Wenn es brennt, dann kommt die Feuerwehr – aber bei Hamburgs CDU-Abgeordneten wohl bald nicht mehr. „Begeistert“ wurden Äußerungen aufgenommen, personelle Engpässe bei der Feuerwehr entstünden regelmäßig, weil Hamburgs Feuerwehrleute zu oft krank feierten.
Die SPD-Bürgerschaftsfraktion hat mit scharfer Kritik auf die Weigerung der CDU reagiert, die angespannte Lage bei der Feuerwehr im Innenausschuss zu beraten. „Wegducken, aussitzen – die CDU lernt von ihrem Innensenator“, sagte SPD-Innenexperte Andreas Dressel am Mittwoch. Zuvor hatte die CDU eine Sonderbefassung des Innenausschusses zur Lage bei der Feuerwehr abgelehnt. Aktueller Hintergrund einer entsprechenden SPD-Initiative: die aufgrund vieler Krankmeldungen erfolgte Außerdienstnahme der Hauptfeuerwache am vergangenen Sonnabend. Dressel sagte, die CDU könne die Aufklärung über die „alarmierenden Zustände“ am Berliner Tor nicht verhindern. Er kündigte entsprechende parlamentarische Anfragen an.

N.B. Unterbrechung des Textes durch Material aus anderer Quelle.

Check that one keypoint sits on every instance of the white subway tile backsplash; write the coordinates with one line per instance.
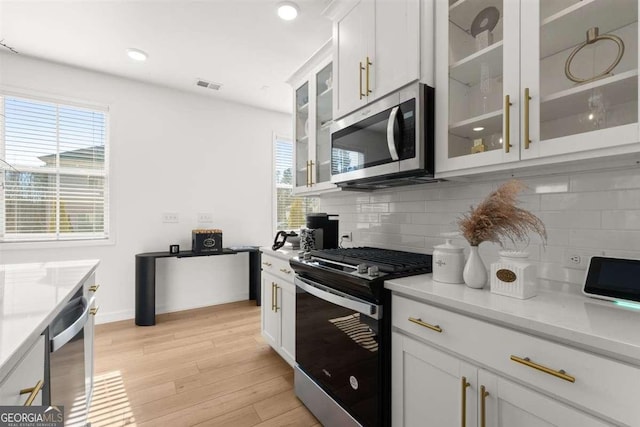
(621, 220)
(596, 210)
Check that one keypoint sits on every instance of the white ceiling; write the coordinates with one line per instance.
(241, 44)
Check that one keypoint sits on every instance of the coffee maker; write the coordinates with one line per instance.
(321, 232)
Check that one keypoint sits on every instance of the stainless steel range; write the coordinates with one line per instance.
(343, 332)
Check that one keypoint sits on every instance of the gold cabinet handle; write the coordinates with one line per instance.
(507, 125)
(275, 305)
(273, 296)
(360, 70)
(463, 414)
(369, 63)
(527, 98)
(419, 321)
(483, 406)
(33, 392)
(559, 374)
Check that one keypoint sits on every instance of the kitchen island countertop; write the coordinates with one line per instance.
(31, 295)
(559, 312)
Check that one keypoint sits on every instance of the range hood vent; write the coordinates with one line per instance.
(208, 85)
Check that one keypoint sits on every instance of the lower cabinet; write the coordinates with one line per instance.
(23, 385)
(433, 388)
(278, 315)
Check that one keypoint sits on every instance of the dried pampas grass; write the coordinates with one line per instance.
(497, 218)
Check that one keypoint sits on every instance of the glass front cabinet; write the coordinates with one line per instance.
(313, 116)
(525, 80)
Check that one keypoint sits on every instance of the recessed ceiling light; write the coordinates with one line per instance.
(287, 10)
(136, 54)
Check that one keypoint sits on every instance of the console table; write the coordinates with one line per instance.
(146, 279)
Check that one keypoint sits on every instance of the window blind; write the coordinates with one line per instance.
(57, 186)
(291, 211)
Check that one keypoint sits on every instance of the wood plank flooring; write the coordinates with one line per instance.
(203, 367)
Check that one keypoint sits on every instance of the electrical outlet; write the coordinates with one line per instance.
(170, 217)
(205, 217)
(579, 258)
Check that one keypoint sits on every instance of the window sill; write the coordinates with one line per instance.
(58, 244)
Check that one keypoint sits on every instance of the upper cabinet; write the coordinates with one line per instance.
(377, 49)
(534, 82)
(313, 101)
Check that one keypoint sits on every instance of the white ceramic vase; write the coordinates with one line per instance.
(474, 273)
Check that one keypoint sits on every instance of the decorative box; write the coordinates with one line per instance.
(206, 240)
(514, 276)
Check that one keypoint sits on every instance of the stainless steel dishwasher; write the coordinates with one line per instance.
(68, 373)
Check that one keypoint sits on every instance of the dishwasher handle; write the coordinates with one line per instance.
(65, 336)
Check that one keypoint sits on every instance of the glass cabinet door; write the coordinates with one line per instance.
(302, 136)
(586, 55)
(483, 60)
(323, 121)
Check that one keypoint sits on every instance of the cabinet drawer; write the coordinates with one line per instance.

Der CDU warf Dressel vor, die Feuerwehrleute und ihre Familien in nicht zu verantwortender Weise zu provozieren. Hintergrund: Der innenpolitische Sprecher der CDU-Bürgerschaftsfraktion hat auf „Abgeordnetenwatch“ den Feuerwehrleuten wortreich verbrämt vorgeworfen, krank zu feiern, um die Dienstplanregelung in Misskredit zu bringen. „Teilweise drängt sich der Eindruck auf, dass einzelne Ereignisse in dem Anliegen, den neuen Dienstplan zu bekämpfen, instrumentalisiert werden“, zitierte Dressel seinen CDU-Abgeordnetenkollegen.
Dressel bezeichnete die unterschwellige Behauptung als „schäbig“: „So kann nur reden, wer vom Alltag derer keine Ahnung hat, die täglich ihr Leben für unsere Sicherheit riskieren“, sagte der SPD-Innenexperte. Mit der Andeutung, Feuerwehrleute feierten krank, um den umstrittenen Dienstplan zu bekämpfen, sei „die rote Linie überschritten“. Statt vernünftig nach einer Lösung zu suchen, werde von Senats- und CDU-Seite ständig weiter Öl ins Feuer gegossen. „Der Umgang mit den Sorgen und Nöten der Feuerwehrleute ist beschämend für eine Partei, die sich bis in die jüngste Vergangenheit als „Partei der Inneren Sicherheit“ bezeichnet hat“, sagte Dressel. Er forderte Senat und CDU erneut zum Einlenken auf.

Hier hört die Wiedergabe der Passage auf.